In general, metabolomic studies can be performed using targeted or non-targeted approaches [9][10]. The former is focused on the search and analysis of a preselected set of compounds, while the latter includes a broader range of metabolites. Recent trends lean toward the use of non-targeted methods coupled with machine learning [11], and thus this classification is not present in all works. Both targeted and non-targeted approaches aim to identify discrimination features that can distinguish studied sample groups. The results can be used to develop new diagnostic or staging tools, as well as to explore new hypotheses about the etiopathogenesis of the disease [12].

2.1. NMR Spectroscopy

Nuclear magnetic resonance (NMR) analysis could be performed on different nuclei. Biological samples are usually analyzed on the isotopes of the most abundant elements in biomolecules: 1H, 13C, 14N, and 35P. One of the first works that showed a connection between the essential marker trimethylamine N-oxide (TMAO) and CKD used a combination of 1H-, 13-C-, and 14N-NMR spectroscopy [13]. But today, only 1H-NMR spectroscopy has gained popularity in urine metabolomics due to having the highest abundance of 1H in all metabolites of all other nuclei and, consequently, the highest signal intensity.

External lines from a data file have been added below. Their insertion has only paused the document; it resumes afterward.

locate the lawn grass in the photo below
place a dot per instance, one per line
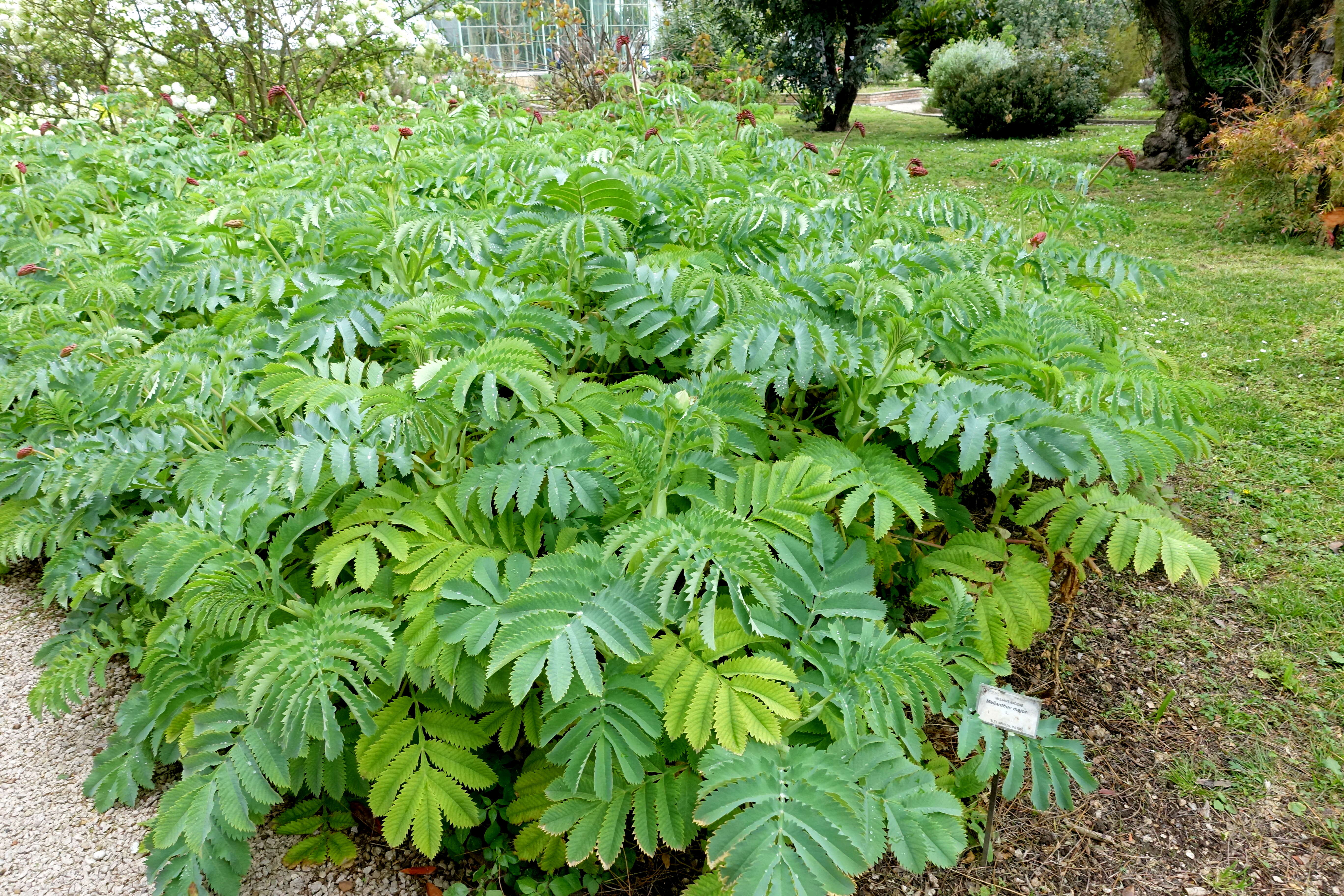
(1260, 315)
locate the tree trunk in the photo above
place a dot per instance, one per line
(1186, 121)
(851, 77)
(828, 113)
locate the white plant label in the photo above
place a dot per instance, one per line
(1015, 713)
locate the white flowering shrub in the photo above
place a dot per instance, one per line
(65, 60)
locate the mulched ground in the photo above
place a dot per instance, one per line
(1159, 824)
(1140, 833)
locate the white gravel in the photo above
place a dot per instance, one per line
(52, 839)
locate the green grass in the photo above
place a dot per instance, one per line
(1262, 316)
(1131, 108)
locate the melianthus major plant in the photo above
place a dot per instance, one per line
(632, 491)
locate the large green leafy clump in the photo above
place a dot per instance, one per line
(546, 487)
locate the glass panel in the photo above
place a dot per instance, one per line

The analysis of urine samples by 1H NMR raises the problem of solvent signal suppression due to the high water content in the probe. The dilution grade in urine is higher than in serum and other biofluids; thus, water signals interfere more with metabolite spectra. Therefore, the matrix effect is crucial to overcome in urine NMR spectroscopy analysis. The most common suppression method in urine CKD metabolomics is presaturation [3][14][15][16][17][18][19], which narrows signals and enhances the sensitivity and resolution of the spectrum. Presaturation could precede water signal elimination from the spectra [20] but also could be performed exclusively. For instance, in some works, presaturation was carried out using a 1H-nuclear Overhauser effect spectroscopy (NOESY) experiment [17][18]. Water signal removal improves the detection of low-concentration metabolites, and thus many works include this stage and often combine it with the Carr–Purcell–Meiboom–Gill (CPMG) spin-echo sequence [3][15]. In CKD, albuminuria is a common accompanying pathological condition. Thus, obstructing inhomogeneities caused by high protein content in a sample are also topical to overcome. CPMG minimizes the loss of phase coherence caused by inhomogeneities and removes the broad signals of the macromolecules, such as proteins and lipids.

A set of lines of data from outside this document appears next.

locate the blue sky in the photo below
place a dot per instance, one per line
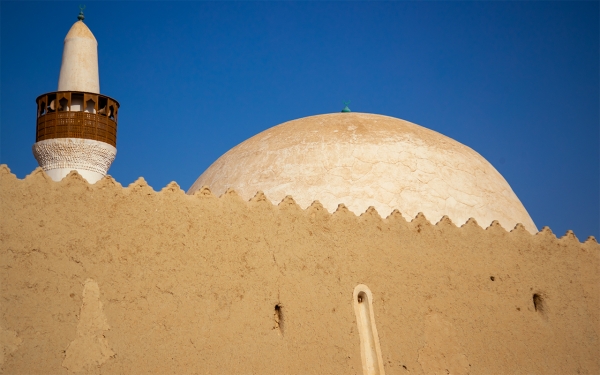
(516, 81)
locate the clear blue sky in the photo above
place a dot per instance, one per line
(516, 81)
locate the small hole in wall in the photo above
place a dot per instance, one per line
(538, 302)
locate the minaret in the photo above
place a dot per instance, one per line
(76, 125)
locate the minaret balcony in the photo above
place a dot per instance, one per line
(74, 114)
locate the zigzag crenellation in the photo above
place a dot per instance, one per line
(141, 187)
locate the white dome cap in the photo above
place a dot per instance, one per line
(364, 160)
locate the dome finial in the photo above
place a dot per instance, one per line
(346, 109)
(81, 17)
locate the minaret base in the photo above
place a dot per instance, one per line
(59, 156)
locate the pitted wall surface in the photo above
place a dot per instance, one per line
(162, 282)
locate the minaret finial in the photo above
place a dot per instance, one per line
(81, 17)
(346, 109)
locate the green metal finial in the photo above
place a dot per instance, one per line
(81, 17)
(346, 109)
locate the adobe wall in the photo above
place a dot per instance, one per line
(108, 280)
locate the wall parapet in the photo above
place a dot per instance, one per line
(140, 186)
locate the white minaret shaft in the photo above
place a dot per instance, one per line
(76, 126)
(79, 68)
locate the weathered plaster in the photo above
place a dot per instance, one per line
(59, 156)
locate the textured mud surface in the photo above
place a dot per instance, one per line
(101, 279)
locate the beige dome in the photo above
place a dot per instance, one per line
(365, 160)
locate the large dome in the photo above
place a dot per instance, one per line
(365, 160)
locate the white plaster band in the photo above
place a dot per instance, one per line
(74, 154)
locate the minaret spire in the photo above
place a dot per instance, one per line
(81, 17)
(76, 125)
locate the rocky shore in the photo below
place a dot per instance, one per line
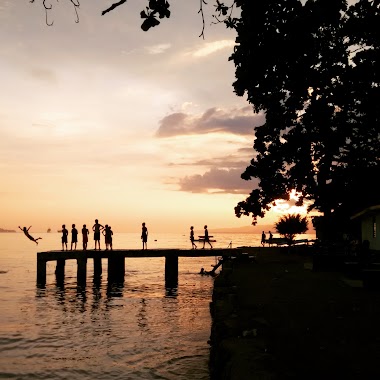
(274, 317)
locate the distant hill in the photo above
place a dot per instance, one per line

Moreover, an additional increase in signal intensity can be achieved by the cryoprobe technique combined with transmit coil decoupling using inverse detection (TCI). The main advantage of cryoprobes is that they can significantly increase the sensitivity of NMR measurements by reducing thermal noise and improving the signal-to-noise ratio (SNR). Furthermore, TCI enhances the sensitivity and selectivity of the detection. A combination of a cryoprobe and TCI was applied in the Finnish Diabetic Nephropathy study [17] and an etiology-centered study of CKD [16].

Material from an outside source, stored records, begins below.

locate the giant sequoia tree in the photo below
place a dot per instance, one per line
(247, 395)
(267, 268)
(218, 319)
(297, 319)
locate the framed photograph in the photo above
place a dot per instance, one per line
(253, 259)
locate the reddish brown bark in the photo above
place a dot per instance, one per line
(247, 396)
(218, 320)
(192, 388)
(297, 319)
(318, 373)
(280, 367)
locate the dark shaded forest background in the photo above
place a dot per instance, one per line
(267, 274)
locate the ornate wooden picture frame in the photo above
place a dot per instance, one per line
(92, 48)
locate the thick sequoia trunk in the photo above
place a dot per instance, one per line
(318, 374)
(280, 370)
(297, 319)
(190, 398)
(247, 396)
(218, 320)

Another feature of NMR studies is the dimension, or the number of independent variables measured during the experiment. Despite the multidimensional NMR resolving power, one-dimensional (1D) NMR with a NOESY-type pulse sequence is more prevalent as a faster and simpler experiment type [16][18][19][20]. Two-dimensional NMR (2D-NMR) was used in the CKD progression study [21], and the two-dimensional (2D) 1H J-resolved experiment was used for finding the biomarkers of both acute and chronic kidney disease [22].
Urine NMR analysis is a promising way to identify and analyze new marker molecules. The additional possibility to combine the identification of compounds of different classes creates great advantages for application in metabolomics research. The method’s modifications increase the detection’s resolution, sensitivity, and selectivity. However, there are disadvantages to the essence of the NMR method.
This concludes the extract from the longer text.